From ce06351c3a6803deb3d2b8732ce79ad75cbe91e0 Mon Sep 17 00:00:00 2001
From: Fran Barton <francis.barton@nhs.net>
Date: Thu, 26 Mar 2026 15:11:27 +0000
Subject: [PATCH] :fire: Remove `path` variable from `read_azure_*` functions
 Should close #98 and closes #95

---
 R/read_azure_files.R      | 108 ++++++--------------------------------
 man/check_blob_exists.Rd  |  34 ------------
 man/read_azure_csv.Rd     |  19 +------
 man/read_azure_file.Rd    |  22 +-------
 man/read_azure_json.Rd    |  19 +------
 man/read_azure_jsongz.Rd  |  19 +------
 man/read_azure_parquet.Rd |  24 +--------
 man/read_azure_rds.Rd     |  19 +------
 8 files changed, 29 insertions(+), 235 deletions(-)
 delete mode 100644 man/check_blob_exists.Rd

diff --git a/R/read_azure_files.R b/R/read_azure_files.R
index 70c5d5e..5c89b43 100644
--- a/R/read_azure_files.R
+++ b/R/read_azure_files.R
@@ -1,35 +1,16 @@
 #' Read a parquet file from Azure storage
 #'
 #' @param container An Azure container object, as returned by [get_container]

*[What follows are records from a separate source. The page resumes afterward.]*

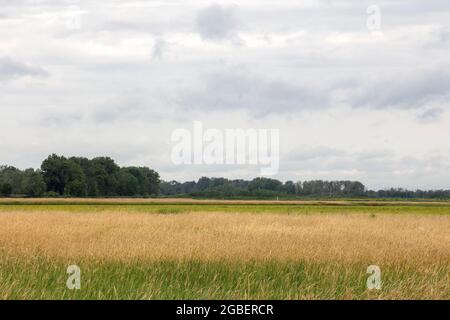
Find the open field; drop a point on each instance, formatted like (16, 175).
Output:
(188, 249)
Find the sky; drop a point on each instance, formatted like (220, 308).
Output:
(353, 99)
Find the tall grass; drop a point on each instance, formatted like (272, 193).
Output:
(310, 252)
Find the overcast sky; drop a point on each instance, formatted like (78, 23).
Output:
(116, 78)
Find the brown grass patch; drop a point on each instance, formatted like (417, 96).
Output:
(385, 239)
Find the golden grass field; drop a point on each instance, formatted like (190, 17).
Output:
(411, 249)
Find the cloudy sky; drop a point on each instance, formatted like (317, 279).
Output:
(118, 77)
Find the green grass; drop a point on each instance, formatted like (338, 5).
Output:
(247, 208)
(41, 279)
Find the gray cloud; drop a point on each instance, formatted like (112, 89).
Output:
(218, 23)
(430, 115)
(228, 90)
(10, 69)
(409, 90)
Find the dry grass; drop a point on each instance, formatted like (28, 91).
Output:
(127, 254)
(384, 239)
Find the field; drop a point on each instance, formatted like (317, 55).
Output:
(189, 249)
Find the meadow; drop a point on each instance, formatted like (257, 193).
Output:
(193, 249)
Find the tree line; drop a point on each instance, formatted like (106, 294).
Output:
(79, 177)
(102, 177)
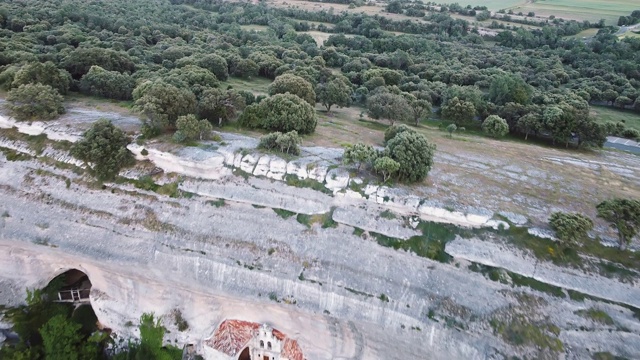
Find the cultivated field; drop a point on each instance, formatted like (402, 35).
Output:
(592, 10)
(606, 114)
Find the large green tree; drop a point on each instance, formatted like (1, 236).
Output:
(79, 61)
(162, 103)
(109, 84)
(459, 111)
(289, 83)
(420, 109)
(44, 73)
(530, 123)
(287, 112)
(359, 154)
(509, 88)
(216, 64)
(390, 107)
(104, 147)
(624, 216)
(335, 92)
(35, 102)
(495, 126)
(413, 152)
(220, 106)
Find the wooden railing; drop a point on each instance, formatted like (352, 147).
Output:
(74, 295)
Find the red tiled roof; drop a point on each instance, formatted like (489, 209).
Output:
(233, 335)
(291, 350)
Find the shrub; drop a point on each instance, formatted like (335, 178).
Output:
(392, 131)
(631, 134)
(287, 143)
(570, 227)
(359, 154)
(386, 166)
(190, 128)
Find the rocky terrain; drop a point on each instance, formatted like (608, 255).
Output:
(319, 252)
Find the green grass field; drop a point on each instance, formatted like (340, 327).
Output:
(495, 5)
(604, 114)
(585, 33)
(592, 10)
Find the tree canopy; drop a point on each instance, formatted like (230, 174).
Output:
(35, 102)
(413, 152)
(623, 215)
(104, 146)
(289, 83)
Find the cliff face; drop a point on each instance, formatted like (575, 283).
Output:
(145, 253)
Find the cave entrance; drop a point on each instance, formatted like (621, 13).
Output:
(245, 355)
(74, 287)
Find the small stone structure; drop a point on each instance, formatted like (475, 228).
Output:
(264, 345)
(246, 340)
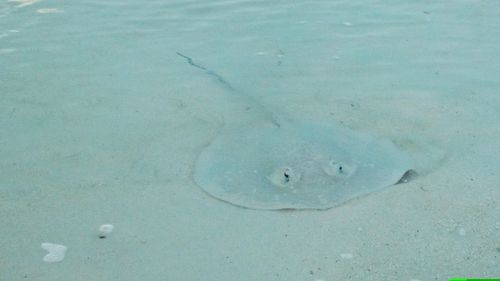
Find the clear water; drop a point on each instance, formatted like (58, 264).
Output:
(101, 122)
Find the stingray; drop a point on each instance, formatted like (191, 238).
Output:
(269, 164)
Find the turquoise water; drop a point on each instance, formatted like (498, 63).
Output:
(102, 122)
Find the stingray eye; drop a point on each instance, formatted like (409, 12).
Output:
(284, 177)
(336, 168)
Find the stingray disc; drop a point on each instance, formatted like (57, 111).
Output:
(297, 167)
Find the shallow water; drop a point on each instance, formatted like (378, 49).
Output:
(102, 122)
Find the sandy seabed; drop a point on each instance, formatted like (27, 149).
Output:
(102, 122)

-#' @param file The name of the file to be read, as a string. NB The file
-#'  extension does not need to be included (though it can be). The function
-#'  will error if multiple files are somehow matched.
-#' @param path The path to the directory where `file` is located, as a string.
-#'  Only needed if `file` does not already contain its full path. If file is
-#'  just a file name with no path, then provide the path to the directory here.
-#'  This must be the full path to the file location, as the function will not
-#'  search into subdirectories recursively. Set to `"/"` (the root of the
-#'  container) by default.
-#' @param info Boolean. Whether to print user feedback about the file that is
-#'  being read. Useful for checking the function is doing what is expected, but
-#'  can be turned off with `FALSE`. Can be set persistently with the option
-#'  "azkit.info". If `NULL` then it will default to the value of
-#'  [rlang::is_interactive] (that is, `TRUE` for interactive sessions).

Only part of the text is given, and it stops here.